Policy Point: Limiting Rent Increases
I’ve heard plenty of horror stories recently of rental increases resulting in people getting kicked out of apartments and having to move. In Royal Oak, Michigan, for example, when a long-term tenant paying $1,025 a month was asked to start paying $1,300 a month (and bought a house in Detroit instead), a 27% increase. In Detroit, where a long-term tenant paying $900 was asked to start paying $1,200 a month (and instead moved into a four bedroom house), a 33% increase. My old place was $1,000 a month, and the landlord wanted to increase our rent to $2,700 a month.
Rental increases are, in our free market economy, quite legal, except where prohibited by rent controls, which only exist in a few select cities in North America but are being discussed across the continent as cities become crazily unaffordable a decade after the 2008 market crash. I’ve found that rental advocacy is focused, effectively but in a limited scope, on preventing homelessness, illegal evictions, and unsavory landlordly practices, and the discourse around rental advocacy usually pushes vaguely toward rent controls, because apparently no one knows how to build permanent affordable units or encourage large-scale development that could maybe decrease upward pressures of rental rates.
Realtor.com’s Senior Editor Rachel Stults mulled this over in what sounds like a somewhat desperate concession in a 2015 article:
Community members pushed recently for rent control in my city, but local officials seem to favor increasing housing stock over enacting laws.I know it’s the price I have to pay for living in a tech bubble hot spot. The market can bear that 25% rent increase, and so it will. In the end, I chose to ride out one more year in my apartment and save like crazy.Maybe this time next year, I can say hello to homeownership and goodbye to my landlord—for good.
Next year, in the holy land, the yeoman homeowner is coming back, and all will be well! Next year, we’ll stop having to bear these crazy rent increases. In Detroit, I’ve covered this topic ad nauseam and came down pretty clearly on the fact that even gentrifying the hell out of the 7.2 would result in less expropriation than the city’s tax foreclosure epidemic, but it’s still a problem because gentrification plus expropriation sets precedents– and creates a concurrent opportunity for regulatory reform (NB: not rent control).
Let’s look at some policy examples: Ontario law sets guidelines for rental increases through the Residential Tenancies Act (S.O. 2006 c. 17), first passed in 1991, but these are not binding guidelines. The province’s Rental Fairness Act, passed this May, attaches a few strings to increases beyond the guideline levels of increases, which roughly track inflation. It’s somewhat unclear what this will mean for the Ontario market, since new housing units, as I’ve also explored, are by and large way more expensive than depreciated units, but developers claim it is limiting new development because they can’t increase the rent however much they want in new buildings.
Market urbanists believe that we can solve this entire problem by building more, more, more, something Stults referred to as well. The problem is that this is easier said than done in geographies that have messed up capital markets where math doesn’t work (like, oh, I don’t know, the Rust Belt). And we in North America love the free market, and we view things like price controls as a threat to a free state.
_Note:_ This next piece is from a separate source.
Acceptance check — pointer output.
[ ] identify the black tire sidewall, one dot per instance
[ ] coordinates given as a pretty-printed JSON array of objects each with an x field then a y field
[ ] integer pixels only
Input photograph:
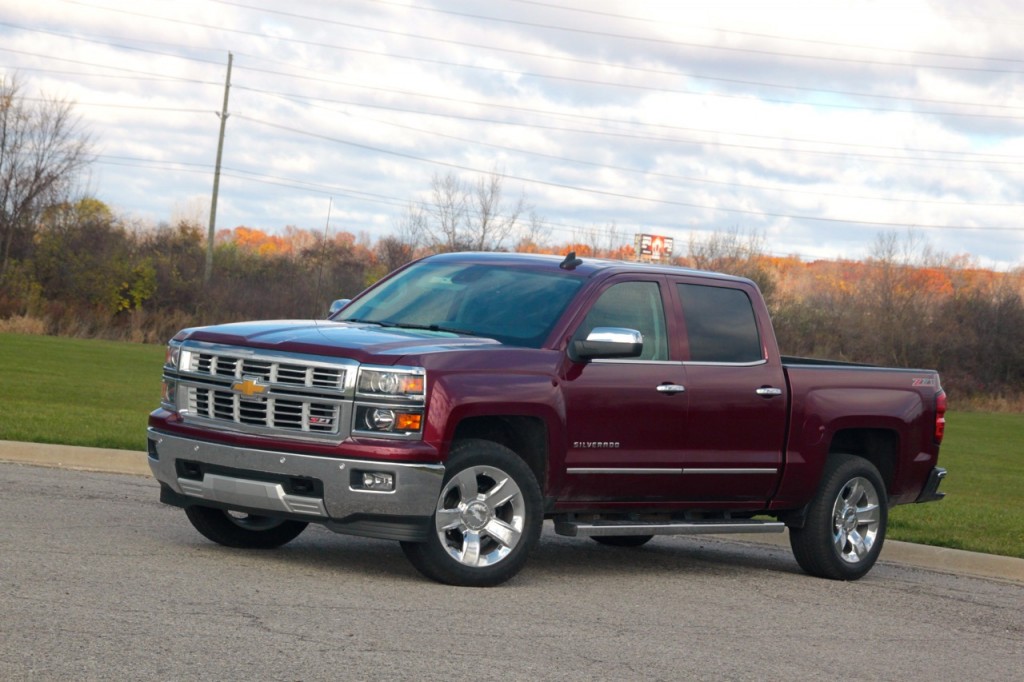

There’s plenty of evidence that rent control doesn’t really work to make markets more affordable because it restricts access to the market. But why the hell does everyone have to live in New York City or San Francisco? In Detroit, why must everyone live within the 7.2? Restricting rent increases to a modest, say, 5-10% per year could imaginably result in pushing development outward from the urban core and encouraging development of new housing, either single family or small multifamily within neighborhoods, or higher-density development along corridors. There’s enough land, which is the key thing that drives up prices in markets where demand pushes prices above the cost of construction.
Lin Ye (in Invisible City, 2008) cites the importance of grassroots tenant organization in producing a robust housing policy around rent control. Maybe it’s time we started this in Detroit– the city’s legacy of grassroots organizing around community development could pair with a comprehensive strategy that would limit rent increases, guarding the urban core from crazy rent increases (which would offer a normalized upward trajectory in rents over time), thereby encouraging more development to radiate out from the core. Certainly the Duggan administration will not in an election year want to float any policy that is not deemed as being completely servile to the interests of bazillionaires and developers. But it’s worth a shot.